The early access program for BLV in France began in late 2019. Results for the first 146 patients were recently reported.26,27 Overall, 77 patients received BLV 2 mg/day monotherapy and 56 BLV 2 mg/day plus PegIFN over 12 months. Most patients were men (70%), mean age 41 years, and 64% had advanced fibrosis or cirrhosis. At 48 weeks, 39% and 85% of patients, respectively, achieved undetectable HDV-RNA. ALT normalized in 49% and 36%, respectively. Mild side effects (headache, asthenia, etc.) were reported in patients treated with BLV but none discontinued treatment due to adverse events. Almost all patients showed asymptomatic increases of bile acids. This first real-world cohort showed that daily BLV 2 mg monotherapy or combined with pegIFN was well tolerated over 12 months. Significant antiviral responses were noticed in real-life, confirming the results from the MYR clinical trials.

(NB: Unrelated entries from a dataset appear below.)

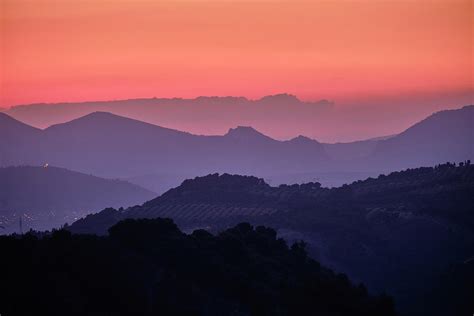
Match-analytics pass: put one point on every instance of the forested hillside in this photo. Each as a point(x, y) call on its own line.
point(397, 233)
point(149, 267)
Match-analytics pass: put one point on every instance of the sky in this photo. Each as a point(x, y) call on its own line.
point(356, 53)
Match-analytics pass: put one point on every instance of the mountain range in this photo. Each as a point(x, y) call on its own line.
point(158, 158)
point(48, 197)
point(401, 233)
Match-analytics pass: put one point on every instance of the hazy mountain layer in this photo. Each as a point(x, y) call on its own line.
point(399, 233)
point(49, 197)
point(159, 158)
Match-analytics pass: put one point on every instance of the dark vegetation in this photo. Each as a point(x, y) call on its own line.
point(149, 267)
point(401, 233)
point(134, 150)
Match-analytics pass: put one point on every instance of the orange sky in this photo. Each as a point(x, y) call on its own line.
point(60, 50)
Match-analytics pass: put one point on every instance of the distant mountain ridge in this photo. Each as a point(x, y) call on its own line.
point(48, 197)
point(159, 158)
point(180, 113)
point(398, 233)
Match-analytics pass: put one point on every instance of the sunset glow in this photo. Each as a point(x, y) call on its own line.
point(54, 51)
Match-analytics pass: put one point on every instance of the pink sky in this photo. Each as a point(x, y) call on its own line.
point(53, 51)
point(385, 64)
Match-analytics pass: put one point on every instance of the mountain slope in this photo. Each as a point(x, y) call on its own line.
point(157, 157)
point(443, 136)
point(18, 141)
point(50, 197)
point(149, 267)
point(396, 233)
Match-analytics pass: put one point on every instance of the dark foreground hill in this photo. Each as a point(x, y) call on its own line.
point(149, 267)
point(49, 197)
point(400, 233)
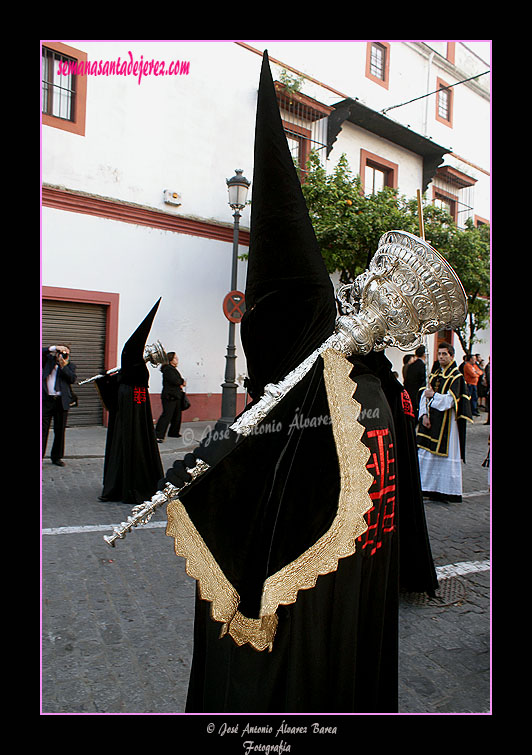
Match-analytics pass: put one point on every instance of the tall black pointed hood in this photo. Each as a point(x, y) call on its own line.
point(133, 370)
point(290, 305)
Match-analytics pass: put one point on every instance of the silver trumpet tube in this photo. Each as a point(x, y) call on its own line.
point(154, 354)
point(143, 512)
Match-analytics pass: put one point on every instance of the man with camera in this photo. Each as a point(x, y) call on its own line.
point(59, 373)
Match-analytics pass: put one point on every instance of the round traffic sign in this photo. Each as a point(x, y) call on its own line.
point(234, 306)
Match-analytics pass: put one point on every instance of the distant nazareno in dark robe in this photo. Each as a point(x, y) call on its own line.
point(132, 464)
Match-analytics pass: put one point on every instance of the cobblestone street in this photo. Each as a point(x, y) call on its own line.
point(117, 622)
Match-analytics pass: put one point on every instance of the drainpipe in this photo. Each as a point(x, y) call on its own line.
point(425, 127)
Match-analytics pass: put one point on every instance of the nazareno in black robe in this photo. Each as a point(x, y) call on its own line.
point(132, 464)
point(292, 532)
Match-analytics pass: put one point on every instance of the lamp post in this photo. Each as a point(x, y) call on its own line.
point(237, 188)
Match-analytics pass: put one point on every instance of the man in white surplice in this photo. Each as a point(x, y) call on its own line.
point(443, 408)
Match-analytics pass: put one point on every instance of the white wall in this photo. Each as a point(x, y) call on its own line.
point(191, 274)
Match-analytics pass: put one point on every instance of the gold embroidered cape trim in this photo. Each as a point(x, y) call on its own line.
point(321, 558)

BuleDelta is an ongoing observational study planned to recruit 400 patients with chronic hepatitis delta treated with BLV, under the auspices of the French early access program. Until May 2022, the cohort had been enrolled 173 patients (69% males; mean age 41 years-old; 46% sub-Saharan Africans; 55% cirrhosis).28 BLV had been given for a mean of 16 months, in 41% associated with pegIFN. In a preliminary analysis, HDV-RNA was undetectable in 23/115 patients at week 24 (44% of those with BLV plus pegIFN vs 8% of those on BLV monotherapy). Severe adverse events occurred in 22% of patients (nearly half represented by bile acid elevations).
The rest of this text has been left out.